Simulations performed with the default versions of the Energy Exascale Earth System Model (E3SMv1) and the Community Earth System Model (CESM2) produce relative humidity values greater than 110% with respect to liquid water and greater than 200% with respect to ice in instantaneous model output. These extreme values of supersaturation are found primarily in the extratropical and polar regions. Supersaturation has an impact on latent heat release, aerosols, clouds, and radiation, so properly representing it in our models is important.

To understand the impact of process coupling and the choice of model timestep on these extreme values of supersaturation we perform extensive sensitivity tests using single column simulations in both E3SMv1 and CESM2. We find that decreasing process timesteps decreases the magnitude and frequency of extreme values of relative humidity, especially when the microphysical timestep is decreased. Guided by these simulations, we run simulations with the global models to better understand how reducing the microphysical timestep impacts values of extreme supersaturation.

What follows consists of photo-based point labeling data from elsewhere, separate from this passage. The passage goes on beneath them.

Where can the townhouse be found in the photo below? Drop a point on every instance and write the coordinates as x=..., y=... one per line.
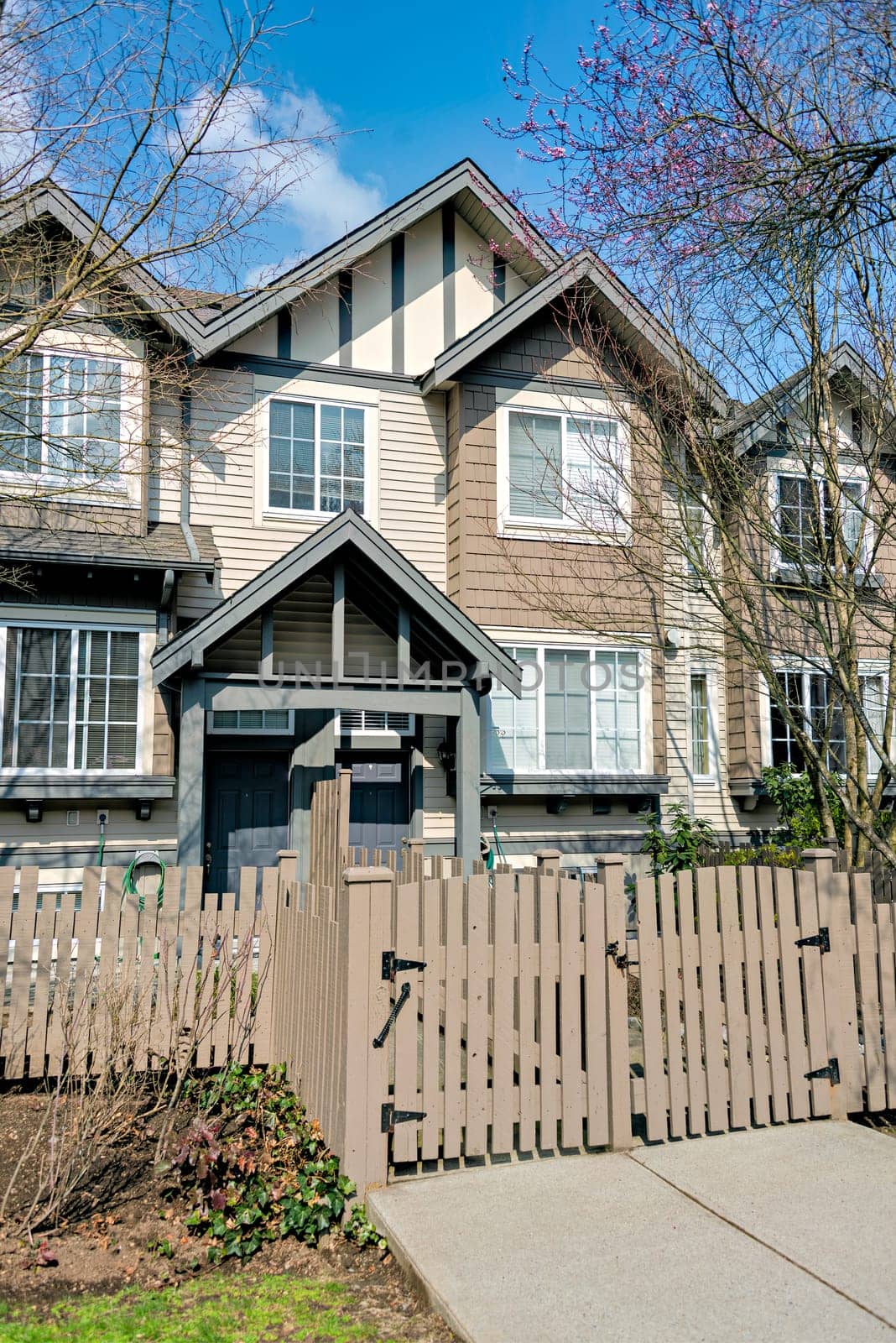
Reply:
x=334, y=544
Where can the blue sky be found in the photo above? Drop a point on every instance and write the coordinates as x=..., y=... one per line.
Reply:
x=411, y=85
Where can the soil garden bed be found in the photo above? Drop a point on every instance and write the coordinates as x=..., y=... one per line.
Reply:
x=137, y=1237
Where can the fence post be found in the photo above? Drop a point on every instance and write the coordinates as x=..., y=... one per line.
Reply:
x=839, y=986
x=548, y=860
x=367, y=912
x=611, y=873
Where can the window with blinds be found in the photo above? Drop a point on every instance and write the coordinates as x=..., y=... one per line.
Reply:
x=566, y=469
x=60, y=415
x=71, y=698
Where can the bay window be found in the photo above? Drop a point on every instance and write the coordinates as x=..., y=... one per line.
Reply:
x=60, y=416
x=565, y=470
x=581, y=711
x=315, y=457
x=71, y=698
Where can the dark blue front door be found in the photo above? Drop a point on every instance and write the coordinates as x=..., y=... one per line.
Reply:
x=246, y=814
x=380, y=809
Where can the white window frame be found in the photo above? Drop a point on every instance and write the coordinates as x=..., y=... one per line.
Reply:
x=596, y=653
x=145, y=695
x=712, y=725
x=315, y=395
x=125, y=488
x=867, y=668
x=564, y=528
x=793, y=469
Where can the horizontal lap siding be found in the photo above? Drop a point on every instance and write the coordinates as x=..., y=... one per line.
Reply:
x=412, y=480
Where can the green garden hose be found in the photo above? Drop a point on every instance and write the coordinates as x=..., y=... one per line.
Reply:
x=129, y=886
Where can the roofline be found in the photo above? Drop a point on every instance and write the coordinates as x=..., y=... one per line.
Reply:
x=582, y=266
x=347, y=527
x=364, y=239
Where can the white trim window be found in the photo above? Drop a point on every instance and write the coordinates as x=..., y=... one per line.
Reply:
x=317, y=457
x=813, y=702
x=562, y=470
x=581, y=711
x=73, y=698
x=701, y=724
x=60, y=418
x=804, y=517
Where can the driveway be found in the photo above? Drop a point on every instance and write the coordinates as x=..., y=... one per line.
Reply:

Although values of extreme supersaturation can be reduced by altering model timesteps, strong supersaturation with respect to liquid water still remains. Although it is physical for supersaturation with respect to liquid water to exist, a saturation adjustment which removes these supersaturations after the microphysics has been used in previous versions of CESM. We run 10-year simulations with both the CESM2 and E3SMv1 with this saturation adjustment turned on and off to see the impact of completely removing supersaturation with respect to liquid water after microphysics. Applying this saturation adjustment decreases liquid water path towards the poles, which is associated with an increase in shortwave cloud forcing.